Keeping in mind the theme for this year’s celebration — Grow, Nourish, Sustain. Together — at Pyngkya (East Khasi Hills), community members hosted a Food Group treasure hunt for the children wherein the participants were divided into three groups. The children were then sent to the nearby forest and cultivation fields, along with adults, to forage the 10 food groups under one hour.

In Khweng and Madanrtiang (Ri-Bhoi), Participatory Guarantee System (PGS) and Agroecology Learning Circle (ALC) members organised a drawing competition for children at their respective communities. An Agrobiodiversity (ABD) competition was also held where community members were asked to identify the different food plants at their communities. In the evening, a few Anganwadi workers along with some of the ALC members held an awareness programme and spoke about the importance to conserve agrobiodiversity and local foods.

Agrobiodiversity Hunt in Madanrtiang, Ri-Bhoi

To instill the importance of local foods in children, community members of Laitthemlangsah, Nongwah, Dewlieh, (all under East Khasi Hills), Umwang Nongbah, Khliehumstem (Ri-Bhoi) and Mawlum Mawjahksew (West Khasi Hills), held drawing competitions under various food-related themes. However, Mawhiang, Lad Mawphlang, Laitsohpliah and Laitumiong community members hosted indigenous cooking competitions throughout the day.

Indigenous Food Cooking Competition at Mukhap, West Jaintia Hills

The NESFAS team in Garo Hills, marked the occasion in Samingre, West Garo Hills along with other partner communities — Darichikgre, Daribokgre and Durakantragre — where in the community facilitators took part in a seed-exchange programme. The programme also included sharing of knowledge on the importance of the Indigenous Food Systems by the CFs from Darichikgre, Daribokgre and Durakantragre. Chenxiang R Marak, Associate of NESFAS (Garo Hills) said, “The CFs also spoke about the importance of seeds and right after that, there was an exchange of seeds between these four communities. These are all traditional and local seeds that were exchanged to ensure seed sovereignty.” The Samingre Self Help Groups also sold fresh local vegetables and value added products at the venue.

Indigenous Food Cooking compeition at Sasatgre

NEN, on the other hand, organised a cooking competition for rural youth at the NEN Resource Centre at Chizami, Phek District, Nagaland under this year’s theme. The event brought together 65 participants, mostly youth members from Chizami and neighbouring villages. The focus of the programme was to bridge the growing gap between young people and local food systems. It is an attempt to help the youth understand the significance of local food, rediscover and appreciate traditional recipes, explore and exchange innovative recipes using local ingredients.

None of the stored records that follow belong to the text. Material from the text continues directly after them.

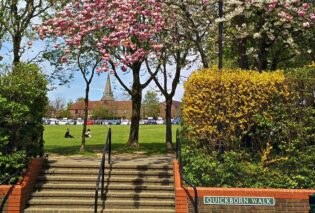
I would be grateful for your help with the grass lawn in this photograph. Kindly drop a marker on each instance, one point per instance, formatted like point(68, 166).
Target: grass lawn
point(152, 139)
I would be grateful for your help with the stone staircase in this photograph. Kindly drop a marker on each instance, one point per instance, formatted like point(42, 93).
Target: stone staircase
point(129, 188)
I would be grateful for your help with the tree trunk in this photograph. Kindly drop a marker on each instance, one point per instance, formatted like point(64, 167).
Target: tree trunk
point(202, 55)
point(86, 113)
point(262, 55)
point(168, 117)
point(242, 56)
point(136, 98)
point(135, 118)
point(16, 48)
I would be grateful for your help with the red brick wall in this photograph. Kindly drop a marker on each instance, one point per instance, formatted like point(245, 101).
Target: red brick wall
point(287, 200)
point(19, 194)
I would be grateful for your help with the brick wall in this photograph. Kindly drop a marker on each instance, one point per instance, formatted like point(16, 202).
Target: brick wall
point(19, 193)
point(287, 200)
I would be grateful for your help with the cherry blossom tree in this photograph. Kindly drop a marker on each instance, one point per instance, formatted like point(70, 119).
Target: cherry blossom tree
point(266, 33)
point(124, 32)
point(16, 19)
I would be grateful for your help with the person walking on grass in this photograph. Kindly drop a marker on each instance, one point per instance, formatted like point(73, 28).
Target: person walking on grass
point(67, 134)
point(88, 134)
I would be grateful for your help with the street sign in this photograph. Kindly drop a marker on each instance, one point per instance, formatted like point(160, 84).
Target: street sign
point(239, 201)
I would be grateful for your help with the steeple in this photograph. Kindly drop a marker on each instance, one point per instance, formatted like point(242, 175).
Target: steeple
point(108, 93)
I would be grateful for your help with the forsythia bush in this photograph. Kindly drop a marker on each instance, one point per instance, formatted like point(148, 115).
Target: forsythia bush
point(221, 106)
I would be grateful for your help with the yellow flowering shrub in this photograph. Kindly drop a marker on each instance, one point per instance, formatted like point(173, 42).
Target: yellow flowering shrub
point(220, 106)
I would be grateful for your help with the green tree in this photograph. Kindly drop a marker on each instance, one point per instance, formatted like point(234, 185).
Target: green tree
point(151, 105)
point(23, 103)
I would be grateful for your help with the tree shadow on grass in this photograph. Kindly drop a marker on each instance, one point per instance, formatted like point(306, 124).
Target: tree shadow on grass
point(93, 149)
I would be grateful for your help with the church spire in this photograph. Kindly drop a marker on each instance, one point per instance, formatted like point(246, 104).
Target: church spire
point(108, 93)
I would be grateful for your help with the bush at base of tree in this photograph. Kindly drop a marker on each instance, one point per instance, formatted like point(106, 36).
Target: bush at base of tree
point(22, 106)
point(276, 151)
point(219, 106)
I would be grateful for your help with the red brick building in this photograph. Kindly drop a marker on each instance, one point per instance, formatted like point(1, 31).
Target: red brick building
point(121, 109)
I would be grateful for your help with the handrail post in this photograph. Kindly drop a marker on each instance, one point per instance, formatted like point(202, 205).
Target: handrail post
point(177, 140)
point(109, 145)
point(102, 189)
point(179, 158)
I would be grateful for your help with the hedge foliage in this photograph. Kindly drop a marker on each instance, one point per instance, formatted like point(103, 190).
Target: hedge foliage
point(276, 147)
point(220, 106)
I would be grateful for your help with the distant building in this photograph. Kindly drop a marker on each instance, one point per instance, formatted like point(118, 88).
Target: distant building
point(120, 109)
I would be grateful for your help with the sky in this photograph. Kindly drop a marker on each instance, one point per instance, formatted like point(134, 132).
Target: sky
point(76, 88)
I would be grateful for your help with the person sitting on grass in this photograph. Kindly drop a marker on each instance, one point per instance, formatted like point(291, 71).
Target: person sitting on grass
point(67, 134)
point(88, 133)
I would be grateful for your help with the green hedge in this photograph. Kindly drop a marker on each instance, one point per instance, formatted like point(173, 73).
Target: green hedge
point(277, 151)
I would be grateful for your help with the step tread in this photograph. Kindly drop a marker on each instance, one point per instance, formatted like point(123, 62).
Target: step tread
point(113, 172)
point(115, 165)
point(114, 179)
point(67, 210)
point(46, 193)
point(110, 186)
point(71, 201)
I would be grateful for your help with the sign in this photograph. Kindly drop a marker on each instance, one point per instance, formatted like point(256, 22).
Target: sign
point(239, 201)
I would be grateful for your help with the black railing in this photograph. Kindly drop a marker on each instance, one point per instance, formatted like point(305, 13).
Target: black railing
point(5, 181)
point(182, 177)
point(101, 173)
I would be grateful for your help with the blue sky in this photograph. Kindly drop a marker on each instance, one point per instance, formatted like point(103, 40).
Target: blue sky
point(76, 88)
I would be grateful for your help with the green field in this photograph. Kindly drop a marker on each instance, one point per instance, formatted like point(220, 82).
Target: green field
point(152, 139)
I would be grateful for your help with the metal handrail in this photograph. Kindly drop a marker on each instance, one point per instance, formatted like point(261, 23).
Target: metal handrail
point(101, 173)
point(182, 177)
point(8, 192)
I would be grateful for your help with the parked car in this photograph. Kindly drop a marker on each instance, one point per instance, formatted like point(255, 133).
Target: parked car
point(62, 122)
point(115, 122)
point(142, 122)
point(78, 122)
point(160, 121)
point(52, 121)
point(176, 121)
point(90, 122)
point(71, 122)
point(125, 122)
point(151, 121)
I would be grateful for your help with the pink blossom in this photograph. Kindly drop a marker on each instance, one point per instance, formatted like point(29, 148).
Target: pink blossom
point(63, 59)
point(301, 12)
point(305, 5)
point(272, 6)
point(306, 25)
point(124, 68)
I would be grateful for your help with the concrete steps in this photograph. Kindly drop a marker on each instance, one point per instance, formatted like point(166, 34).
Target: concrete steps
point(128, 188)
point(88, 210)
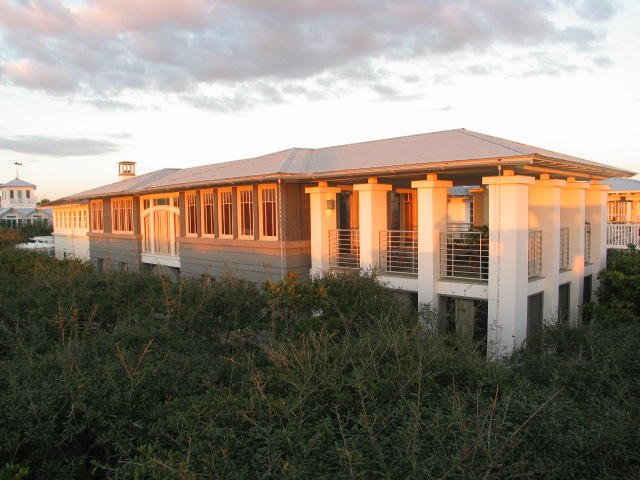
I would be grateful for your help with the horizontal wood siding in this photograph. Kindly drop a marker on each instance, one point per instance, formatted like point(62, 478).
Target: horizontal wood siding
point(115, 250)
point(256, 261)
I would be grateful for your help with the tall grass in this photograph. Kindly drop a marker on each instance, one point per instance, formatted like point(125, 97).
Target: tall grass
point(132, 376)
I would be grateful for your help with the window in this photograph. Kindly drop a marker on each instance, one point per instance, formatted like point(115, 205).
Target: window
point(208, 214)
point(96, 216)
point(246, 212)
point(268, 212)
point(122, 214)
point(192, 213)
point(226, 213)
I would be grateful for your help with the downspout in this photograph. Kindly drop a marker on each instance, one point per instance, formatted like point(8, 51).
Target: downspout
point(281, 233)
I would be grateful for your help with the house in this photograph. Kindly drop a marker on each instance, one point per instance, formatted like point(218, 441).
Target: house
point(623, 211)
point(531, 243)
point(18, 204)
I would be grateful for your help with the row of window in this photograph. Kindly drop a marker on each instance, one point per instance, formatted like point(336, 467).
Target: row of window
point(71, 219)
point(16, 194)
point(212, 216)
point(221, 202)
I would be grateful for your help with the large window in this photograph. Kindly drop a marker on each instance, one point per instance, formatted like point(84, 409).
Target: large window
point(96, 216)
point(226, 212)
point(192, 213)
point(208, 209)
point(121, 215)
point(245, 207)
point(268, 211)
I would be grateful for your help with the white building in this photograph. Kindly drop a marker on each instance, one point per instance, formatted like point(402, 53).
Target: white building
point(18, 204)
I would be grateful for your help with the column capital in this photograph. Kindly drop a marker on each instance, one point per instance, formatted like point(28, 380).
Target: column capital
point(508, 180)
point(549, 182)
point(431, 184)
point(576, 185)
point(372, 187)
point(322, 189)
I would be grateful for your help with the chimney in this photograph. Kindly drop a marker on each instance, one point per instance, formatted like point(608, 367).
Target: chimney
point(126, 170)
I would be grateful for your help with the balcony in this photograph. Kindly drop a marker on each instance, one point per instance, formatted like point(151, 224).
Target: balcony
point(399, 251)
point(464, 255)
point(344, 248)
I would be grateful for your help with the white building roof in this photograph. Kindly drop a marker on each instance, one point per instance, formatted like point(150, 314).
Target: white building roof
point(410, 153)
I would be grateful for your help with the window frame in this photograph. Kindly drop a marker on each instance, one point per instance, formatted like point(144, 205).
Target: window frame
point(188, 196)
point(261, 220)
point(114, 219)
point(100, 217)
point(214, 205)
point(221, 192)
point(240, 191)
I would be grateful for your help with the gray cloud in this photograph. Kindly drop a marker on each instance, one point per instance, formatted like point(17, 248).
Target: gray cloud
point(57, 147)
point(180, 46)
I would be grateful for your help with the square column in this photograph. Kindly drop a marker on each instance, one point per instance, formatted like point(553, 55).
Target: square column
point(372, 210)
point(597, 215)
point(480, 201)
point(544, 215)
point(432, 221)
point(572, 216)
point(322, 211)
point(508, 262)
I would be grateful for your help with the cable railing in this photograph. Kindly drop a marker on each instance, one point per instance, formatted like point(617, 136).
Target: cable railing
point(620, 235)
point(535, 253)
point(464, 255)
point(565, 261)
point(344, 248)
point(399, 251)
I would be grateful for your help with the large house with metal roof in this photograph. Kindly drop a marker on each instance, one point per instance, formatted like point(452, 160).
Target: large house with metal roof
point(18, 204)
point(526, 247)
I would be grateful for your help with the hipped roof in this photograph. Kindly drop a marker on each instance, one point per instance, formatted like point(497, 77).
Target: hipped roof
point(392, 154)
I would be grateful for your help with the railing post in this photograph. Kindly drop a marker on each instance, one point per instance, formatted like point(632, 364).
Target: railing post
point(322, 211)
point(432, 220)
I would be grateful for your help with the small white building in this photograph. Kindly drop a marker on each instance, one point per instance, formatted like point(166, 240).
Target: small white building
point(18, 204)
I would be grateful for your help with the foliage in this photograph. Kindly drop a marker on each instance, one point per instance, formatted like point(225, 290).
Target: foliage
point(133, 376)
point(619, 290)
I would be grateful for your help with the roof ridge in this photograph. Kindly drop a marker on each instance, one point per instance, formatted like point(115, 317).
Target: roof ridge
point(483, 136)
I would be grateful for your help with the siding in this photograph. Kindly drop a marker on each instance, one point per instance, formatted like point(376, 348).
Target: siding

World food day celebrations at Cham Cham, East Jaintia Hills

Three partner communities of SURE on the other hand celebrated the day hosting an essay competition and a recitation competition in Cham Cham (Jaintia Hills), an ABD walk in Thangbuli and a indigenous food cooking competition in Mukhap. Participants were only allowed to cook indigenous meals using traditional and local ingredients only.